Casi treinta años han pasado desde que, mientras era presidente en ejercicio, Alan García intervino aparatosamente en las elecciones para la Alcaldía de Lima. Era 1986, corría el segundo año de su mandato, y los comicios municipales en la capital tenían una especial gravitación política, porque en ellos competían Alfonso Barrantes Lingán y Luis Bedoya Reyes, los contendores que habían llegado segundo y tercero, respectivamente, en el proceso en el que el líder aprista había resultado triunfador, apenas un año antes.
El candidato oficialista era Jorge del Castillo, quien ciertamente no tenía todavía la relevancia que adquirió luego en el escenario político y cuya posibilidad de victoria no lucía muy segura en las encuestas, a pesar de la gran popularidad de la que gozaba todavía García.
Preocupado por la eventualidad de un resultado adverso, el mandatario resolvió entonces lanzar, prácticamente en la víspera del acto electoral, uno de sus famosos ‘balconazos’ para expresar su apoyo a Del Castillo y tratar de contagiarle algo del respaldo con el que contaba. Y eso fue, en efecto, lo que ocurrió: el postulante del partido aprista se hizo del sillón municipal, entre las protestas de los perjudicados por la violación presidencial del principio de neutralidad y el uso de bienes públicos –como el balcón de Palacio de Gobierno– para hacerlo.
El episodio, sin embargo, no movió a los organismos electorales de la época ni siquiera a llamarle la atención. Y el escándalo se extinguió tan pronto, que tres años más tarde, durante las elecciones para sucederlo, Alan García volvió a mostrar su parcialidad; esta vez en contra del candidato Mario Vargas Llosa y de modo sistemático a lo largo de toda la campaña. Una circunstancia que recordó casi burlonamente en el 2009, durante su segundo gobierno, cuando frente a un foro de inversionistas declaró: “En el Perú, el presidente [...] no puede hacer presidente al que él quisiera, pero sí puede evitar que sea presidente quien él no quiere”.
Los treinta años transcurridos desde aquella primera interferencia electoral, no obstante, no han pasado aparentemente en vano, pues en estos días el Jurado Electoral Especial (JEE) Lima Centro 1 ha determinado que el presidente Ollanta Humala ha cometido infracción al principio de neutralidad en las elecciones en curso. Ha considerado para ello 13 casos del mes pasado en los que, con ocasión de diversas actividades oficiales, el mandatario atacó a varios de los postulantes u opciones políticas en carrera.
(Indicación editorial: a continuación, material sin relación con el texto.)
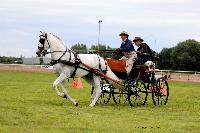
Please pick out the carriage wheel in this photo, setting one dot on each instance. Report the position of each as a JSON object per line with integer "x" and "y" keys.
{"x": 161, "y": 93}
{"x": 137, "y": 93}
{"x": 106, "y": 92}
{"x": 120, "y": 96}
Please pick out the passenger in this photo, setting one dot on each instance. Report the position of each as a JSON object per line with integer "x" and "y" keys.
{"x": 142, "y": 48}
{"x": 128, "y": 51}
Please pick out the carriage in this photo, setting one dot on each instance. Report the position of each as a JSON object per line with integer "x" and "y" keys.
{"x": 133, "y": 88}
{"x": 140, "y": 83}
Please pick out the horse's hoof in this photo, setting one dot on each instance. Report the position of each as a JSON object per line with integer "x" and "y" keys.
{"x": 91, "y": 105}
{"x": 65, "y": 96}
{"x": 76, "y": 104}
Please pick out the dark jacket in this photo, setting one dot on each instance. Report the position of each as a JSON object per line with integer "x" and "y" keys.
{"x": 127, "y": 46}
{"x": 144, "y": 48}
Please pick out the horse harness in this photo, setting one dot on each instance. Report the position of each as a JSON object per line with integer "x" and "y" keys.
{"x": 76, "y": 64}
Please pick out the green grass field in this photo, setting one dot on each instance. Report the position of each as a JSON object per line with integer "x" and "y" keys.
{"x": 28, "y": 104}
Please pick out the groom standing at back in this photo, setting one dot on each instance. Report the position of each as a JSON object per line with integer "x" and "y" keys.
{"x": 128, "y": 50}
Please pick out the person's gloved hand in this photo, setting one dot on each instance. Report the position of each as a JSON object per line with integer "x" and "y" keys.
{"x": 117, "y": 51}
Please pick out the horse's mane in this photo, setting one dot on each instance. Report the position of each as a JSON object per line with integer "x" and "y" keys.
{"x": 57, "y": 38}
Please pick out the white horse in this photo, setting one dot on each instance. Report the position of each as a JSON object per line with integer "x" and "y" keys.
{"x": 60, "y": 53}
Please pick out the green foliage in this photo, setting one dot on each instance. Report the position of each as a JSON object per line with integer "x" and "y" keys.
{"x": 41, "y": 61}
{"x": 185, "y": 56}
{"x": 10, "y": 60}
{"x": 80, "y": 48}
{"x": 28, "y": 103}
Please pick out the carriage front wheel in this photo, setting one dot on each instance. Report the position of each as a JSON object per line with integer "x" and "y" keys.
{"x": 161, "y": 92}
{"x": 137, "y": 93}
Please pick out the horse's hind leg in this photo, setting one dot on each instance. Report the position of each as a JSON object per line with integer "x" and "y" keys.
{"x": 61, "y": 79}
{"x": 66, "y": 95}
{"x": 97, "y": 90}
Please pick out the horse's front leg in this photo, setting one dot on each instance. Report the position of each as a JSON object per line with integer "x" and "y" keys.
{"x": 66, "y": 95}
{"x": 97, "y": 90}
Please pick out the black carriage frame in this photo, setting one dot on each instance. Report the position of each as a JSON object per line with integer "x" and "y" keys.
{"x": 138, "y": 85}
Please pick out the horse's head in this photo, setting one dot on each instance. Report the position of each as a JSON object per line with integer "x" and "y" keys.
{"x": 150, "y": 66}
{"x": 43, "y": 45}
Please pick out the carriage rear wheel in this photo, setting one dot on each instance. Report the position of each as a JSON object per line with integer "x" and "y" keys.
{"x": 161, "y": 93}
{"x": 137, "y": 93}
{"x": 120, "y": 96}
{"x": 106, "y": 91}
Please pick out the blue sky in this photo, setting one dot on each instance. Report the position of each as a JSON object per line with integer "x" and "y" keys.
{"x": 160, "y": 23}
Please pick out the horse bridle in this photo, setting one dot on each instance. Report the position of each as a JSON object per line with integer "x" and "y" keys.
{"x": 43, "y": 52}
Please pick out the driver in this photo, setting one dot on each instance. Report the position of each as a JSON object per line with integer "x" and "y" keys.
{"x": 142, "y": 48}
{"x": 128, "y": 51}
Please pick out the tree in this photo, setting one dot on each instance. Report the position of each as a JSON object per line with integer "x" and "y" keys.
{"x": 165, "y": 59}
{"x": 102, "y": 47}
{"x": 79, "y": 48}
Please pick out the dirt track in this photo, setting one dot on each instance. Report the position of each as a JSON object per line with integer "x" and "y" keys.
{"x": 49, "y": 69}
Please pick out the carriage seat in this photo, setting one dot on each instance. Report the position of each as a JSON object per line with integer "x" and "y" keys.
{"x": 117, "y": 67}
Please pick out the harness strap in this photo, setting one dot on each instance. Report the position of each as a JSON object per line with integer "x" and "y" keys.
{"x": 99, "y": 63}
{"x": 63, "y": 54}
{"x": 76, "y": 65}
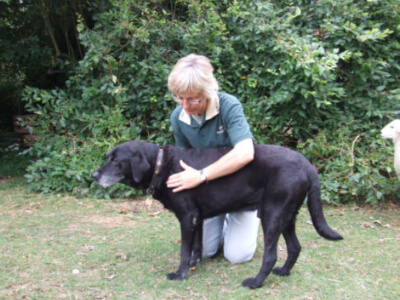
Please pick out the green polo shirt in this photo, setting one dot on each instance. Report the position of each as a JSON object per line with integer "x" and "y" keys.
{"x": 224, "y": 125}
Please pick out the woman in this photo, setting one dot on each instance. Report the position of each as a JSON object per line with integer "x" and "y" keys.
{"x": 206, "y": 118}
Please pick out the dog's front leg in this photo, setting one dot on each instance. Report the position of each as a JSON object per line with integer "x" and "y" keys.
{"x": 197, "y": 253}
{"x": 189, "y": 224}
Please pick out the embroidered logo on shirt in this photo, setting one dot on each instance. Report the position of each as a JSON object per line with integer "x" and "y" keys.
{"x": 221, "y": 129}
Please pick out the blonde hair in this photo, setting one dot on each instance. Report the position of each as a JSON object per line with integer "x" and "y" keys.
{"x": 193, "y": 74}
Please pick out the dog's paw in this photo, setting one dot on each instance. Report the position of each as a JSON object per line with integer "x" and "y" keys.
{"x": 176, "y": 276}
{"x": 195, "y": 261}
{"x": 251, "y": 283}
{"x": 281, "y": 271}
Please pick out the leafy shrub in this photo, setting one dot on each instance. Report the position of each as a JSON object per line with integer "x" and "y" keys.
{"x": 312, "y": 75}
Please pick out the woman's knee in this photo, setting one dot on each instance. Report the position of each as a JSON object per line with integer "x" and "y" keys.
{"x": 236, "y": 256}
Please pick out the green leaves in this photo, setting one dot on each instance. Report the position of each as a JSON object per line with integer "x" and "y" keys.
{"x": 302, "y": 71}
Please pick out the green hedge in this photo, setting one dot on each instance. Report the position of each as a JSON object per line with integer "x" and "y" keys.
{"x": 318, "y": 76}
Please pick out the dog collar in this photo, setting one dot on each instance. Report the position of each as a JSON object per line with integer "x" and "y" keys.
{"x": 152, "y": 186}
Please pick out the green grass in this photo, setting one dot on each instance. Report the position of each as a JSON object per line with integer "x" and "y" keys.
{"x": 62, "y": 247}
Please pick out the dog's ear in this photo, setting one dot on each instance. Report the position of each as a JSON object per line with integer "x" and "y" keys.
{"x": 139, "y": 166}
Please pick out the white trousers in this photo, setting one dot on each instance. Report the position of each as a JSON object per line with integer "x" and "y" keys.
{"x": 238, "y": 231}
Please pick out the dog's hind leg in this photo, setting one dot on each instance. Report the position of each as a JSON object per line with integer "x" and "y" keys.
{"x": 189, "y": 225}
{"x": 293, "y": 249}
{"x": 271, "y": 228}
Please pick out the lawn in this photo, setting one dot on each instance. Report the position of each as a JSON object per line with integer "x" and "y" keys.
{"x": 62, "y": 247}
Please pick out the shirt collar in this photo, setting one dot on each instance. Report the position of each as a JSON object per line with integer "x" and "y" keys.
{"x": 211, "y": 112}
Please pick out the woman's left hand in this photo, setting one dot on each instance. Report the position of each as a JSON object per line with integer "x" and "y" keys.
{"x": 187, "y": 179}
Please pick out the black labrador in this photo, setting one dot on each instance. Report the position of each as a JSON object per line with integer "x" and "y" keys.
{"x": 275, "y": 183}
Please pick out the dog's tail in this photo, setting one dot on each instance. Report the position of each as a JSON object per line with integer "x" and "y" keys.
{"x": 314, "y": 204}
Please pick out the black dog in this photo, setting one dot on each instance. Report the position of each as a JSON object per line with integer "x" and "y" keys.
{"x": 276, "y": 183}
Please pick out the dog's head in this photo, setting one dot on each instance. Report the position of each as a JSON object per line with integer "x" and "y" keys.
{"x": 128, "y": 164}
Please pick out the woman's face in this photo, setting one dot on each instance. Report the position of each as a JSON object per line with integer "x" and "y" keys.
{"x": 192, "y": 103}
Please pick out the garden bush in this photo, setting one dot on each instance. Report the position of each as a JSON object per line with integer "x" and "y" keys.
{"x": 317, "y": 76}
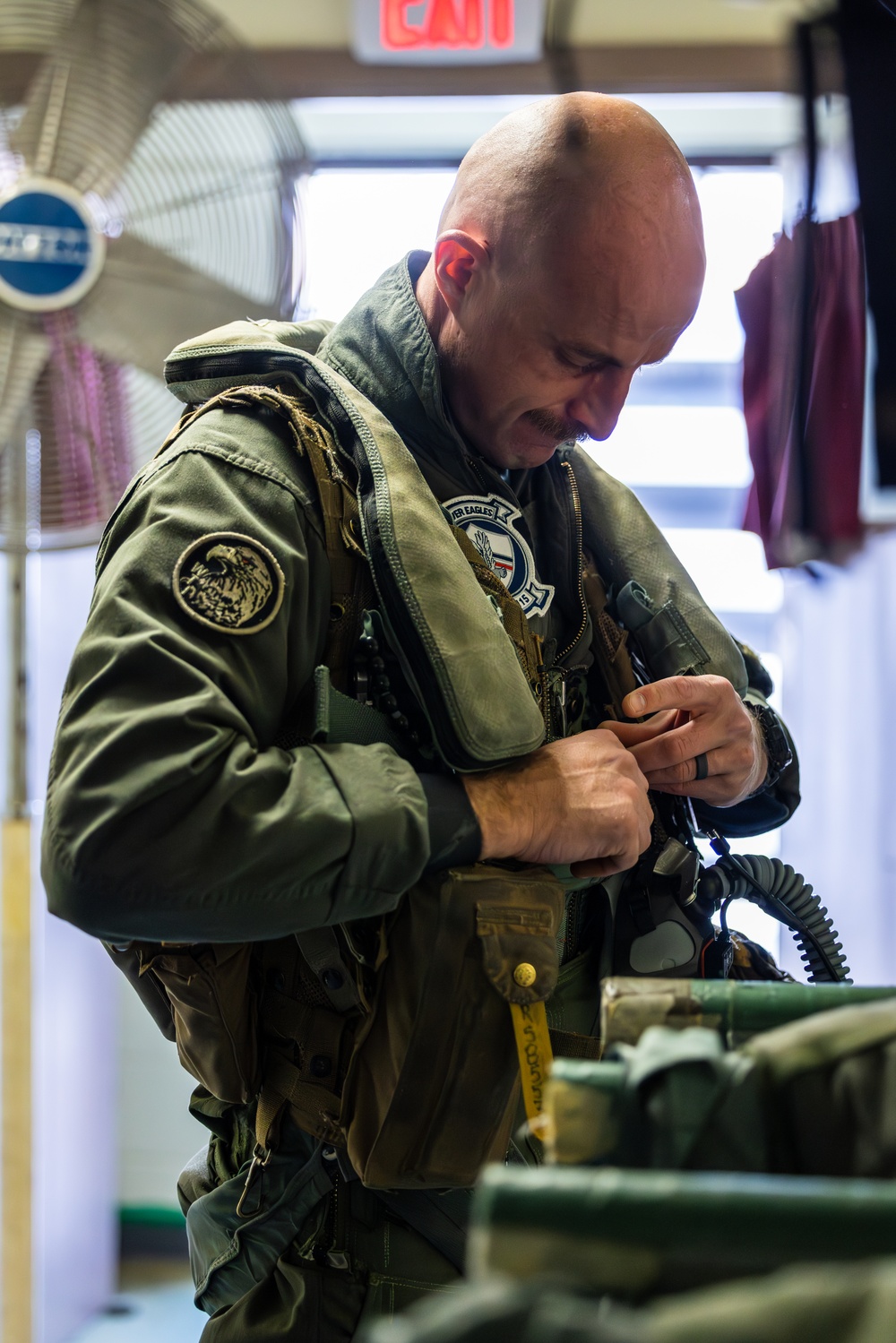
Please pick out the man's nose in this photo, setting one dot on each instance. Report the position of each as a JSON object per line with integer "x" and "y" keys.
{"x": 600, "y": 400}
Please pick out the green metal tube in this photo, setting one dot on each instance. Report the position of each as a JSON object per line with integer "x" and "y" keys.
{"x": 737, "y": 1009}
{"x": 635, "y": 1232}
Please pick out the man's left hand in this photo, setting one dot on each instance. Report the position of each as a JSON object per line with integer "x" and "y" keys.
{"x": 700, "y": 742}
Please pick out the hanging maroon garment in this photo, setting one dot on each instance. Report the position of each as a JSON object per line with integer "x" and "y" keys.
{"x": 804, "y": 503}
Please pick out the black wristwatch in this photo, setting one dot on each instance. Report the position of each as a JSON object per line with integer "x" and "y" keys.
{"x": 775, "y": 742}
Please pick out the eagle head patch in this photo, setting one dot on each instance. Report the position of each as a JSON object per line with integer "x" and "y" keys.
{"x": 230, "y": 583}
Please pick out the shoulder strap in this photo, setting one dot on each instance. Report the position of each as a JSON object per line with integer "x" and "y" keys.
{"x": 351, "y": 584}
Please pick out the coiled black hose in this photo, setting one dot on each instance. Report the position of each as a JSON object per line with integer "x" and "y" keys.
{"x": 786, "y": 896}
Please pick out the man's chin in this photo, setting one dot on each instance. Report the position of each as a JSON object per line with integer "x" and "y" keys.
{"x": 530, "y": 450}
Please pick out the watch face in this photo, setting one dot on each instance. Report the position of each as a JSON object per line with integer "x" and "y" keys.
{"x": 777, "y": 745}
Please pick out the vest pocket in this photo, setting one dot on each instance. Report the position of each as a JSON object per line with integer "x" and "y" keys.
{"x": 432, "y": 1087}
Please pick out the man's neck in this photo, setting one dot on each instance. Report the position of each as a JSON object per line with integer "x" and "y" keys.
{"x": 432, "y": 304}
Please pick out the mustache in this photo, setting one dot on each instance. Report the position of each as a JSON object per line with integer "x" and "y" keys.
{"x": 556, "y": 427}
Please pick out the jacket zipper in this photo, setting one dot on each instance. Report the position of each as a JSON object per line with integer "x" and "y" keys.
{"x": 576, "y": 513}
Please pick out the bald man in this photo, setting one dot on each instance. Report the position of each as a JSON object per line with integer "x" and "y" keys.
{"x": 355, "y": 751}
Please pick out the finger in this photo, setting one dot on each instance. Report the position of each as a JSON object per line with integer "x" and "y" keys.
{"x": 686, "y": 771}
{"x": 696, "y": 693}
{"x": 632, "y": 734}
{"x": 680, "y": 745}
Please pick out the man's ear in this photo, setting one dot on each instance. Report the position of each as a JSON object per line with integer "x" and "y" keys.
{"x": 457, "y": 258}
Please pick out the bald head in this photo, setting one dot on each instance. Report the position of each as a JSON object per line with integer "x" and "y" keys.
{"x": 570, "y": 253}
{"x": 582, "y": 161}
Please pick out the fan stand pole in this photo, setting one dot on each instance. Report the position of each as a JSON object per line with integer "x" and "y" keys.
{"x": 15, "y": 960}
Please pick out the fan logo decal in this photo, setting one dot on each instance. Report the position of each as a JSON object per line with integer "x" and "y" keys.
{"x": 489, "y": 522}
{"x": 230, "y": 583}
{"x": 50, "y": 249}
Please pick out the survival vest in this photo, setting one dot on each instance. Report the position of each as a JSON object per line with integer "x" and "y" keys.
{"x": 392, "y": 1037}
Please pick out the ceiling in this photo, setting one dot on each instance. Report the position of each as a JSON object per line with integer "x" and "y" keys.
{"x": 327, "y": 23}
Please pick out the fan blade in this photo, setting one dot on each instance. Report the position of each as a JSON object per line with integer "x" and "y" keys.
{"x": 94, "y": 90}
{"x": 145, "y": 303}
{"x": 23, "y": 355}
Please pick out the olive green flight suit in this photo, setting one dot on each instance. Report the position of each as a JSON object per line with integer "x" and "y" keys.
{"x": 177, "y": 814}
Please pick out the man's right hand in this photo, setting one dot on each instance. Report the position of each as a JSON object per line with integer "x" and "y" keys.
{"x": 581, "y": 801}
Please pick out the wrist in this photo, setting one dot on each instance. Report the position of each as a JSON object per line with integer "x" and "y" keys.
{"x": 777, "y": 751}
{"x": 498, "y": 817}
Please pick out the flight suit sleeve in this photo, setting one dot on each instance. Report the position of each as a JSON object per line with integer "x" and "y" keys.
{"x": 770, "y": 807}
{"x": 172, "y": 812}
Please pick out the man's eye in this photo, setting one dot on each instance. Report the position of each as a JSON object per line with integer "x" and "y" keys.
{"x": 581, "y": 366}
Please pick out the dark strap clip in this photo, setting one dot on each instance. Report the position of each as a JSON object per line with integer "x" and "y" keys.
{"x": 260, "y": 1160}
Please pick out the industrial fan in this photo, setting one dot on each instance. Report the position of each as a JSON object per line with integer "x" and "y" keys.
{"x": 126, "y": 223}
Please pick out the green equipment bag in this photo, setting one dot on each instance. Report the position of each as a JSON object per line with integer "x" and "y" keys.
{"x": 815, "y": 1096}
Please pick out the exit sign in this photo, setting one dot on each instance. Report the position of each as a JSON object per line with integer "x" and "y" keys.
{"x": 447, "y": 32}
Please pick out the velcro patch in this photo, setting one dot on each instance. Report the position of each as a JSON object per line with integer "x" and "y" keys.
{"x": 230, "y": 583}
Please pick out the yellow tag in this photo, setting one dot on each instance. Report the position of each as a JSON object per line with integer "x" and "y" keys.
{"x": 533, "y": 1047}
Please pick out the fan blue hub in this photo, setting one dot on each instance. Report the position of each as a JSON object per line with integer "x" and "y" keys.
{"x": 50, "y": 249}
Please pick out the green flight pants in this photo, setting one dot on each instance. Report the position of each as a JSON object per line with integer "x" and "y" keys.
{"x": 376, "y": 1267}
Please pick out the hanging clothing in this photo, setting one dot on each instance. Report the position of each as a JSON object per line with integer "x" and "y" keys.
{"x": 805, "y": 411}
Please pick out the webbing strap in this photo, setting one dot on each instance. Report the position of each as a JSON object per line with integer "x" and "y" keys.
{"x": 533, "y": 1049}
{"x": 322, "y": 951}
{"x": 317, "y": 1106}
{"x": 567, "y": 1044}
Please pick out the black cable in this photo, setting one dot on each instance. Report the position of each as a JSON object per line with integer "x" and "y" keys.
{"x": 778, "y": 907}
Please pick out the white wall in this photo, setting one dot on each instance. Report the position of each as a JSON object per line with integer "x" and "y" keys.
{"x": 74, "y": 1012}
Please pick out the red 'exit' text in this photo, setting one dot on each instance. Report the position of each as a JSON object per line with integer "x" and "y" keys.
{"x": 438, "y": 24}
Sus blancos favoritos fueron Alberto Fujimori (al que llegó a llamar “ladrón de marca mayor”) y Alan García (al que habría aludido “en sentido figurado” con menciones a su silueta), irónicamente dos de los jefes de Estado que menos neutrales fueron en algunos de los comicios que convocaron sus respectivos gobiernos (Fujimori fue tan parcial a la candidatura municipal de Jaime Yoshiyama en 1995, como García a la de Del Castillo en 1986, por mencionar solo un ejemplo). Pero eso no es justificación para pasar por alto sus arremetidas desde el poder contra ellos o la opción política que los comprende, en medio de una contienda electoral en la que al presidente le tocaría, más bien, garantizar la limpieza y la seguridad de las elecciones.
La resolución del JEE se limita a poner el hecho en conocimiento del Jurado Nacional de Elecciones (JNE) y a “exhortar a todos los funcionarios de la administración pública del Estado peruano a cumplir con el principio de neutralidad como debe ser esencial de toda autoridad, funcionario o servidor público [...] para actuar con absoluta imparcialidad en el ejercicio de sus funciones, en el marco del presente proceso electoral”. Es decir, no dispone –y tampoco podría hacerlo respecto del presidente de la República– sanción alguna.
Pero eso no importa. Si consideramos los ejemplos de este tipo de intromisiones que nos provee la historia, es evidente que la pública llamada de atención ya constituye un avance importante. A partir de ahora, el mandatario sabe que deberá abstenerse de jugar a favor o en contra de cualquiera de los participantes en la contienda, a riesgo de sufrir el manifiesto escarmiento de parte de una institución del propio Estado a la que no podrá descalificar con el fácil expediente de que tiene una “motivación política”. Entre otras cosas, porque en esa eventualidad resultaría meridianamente claro que quien está en esa tesitura sería más bien él mismo.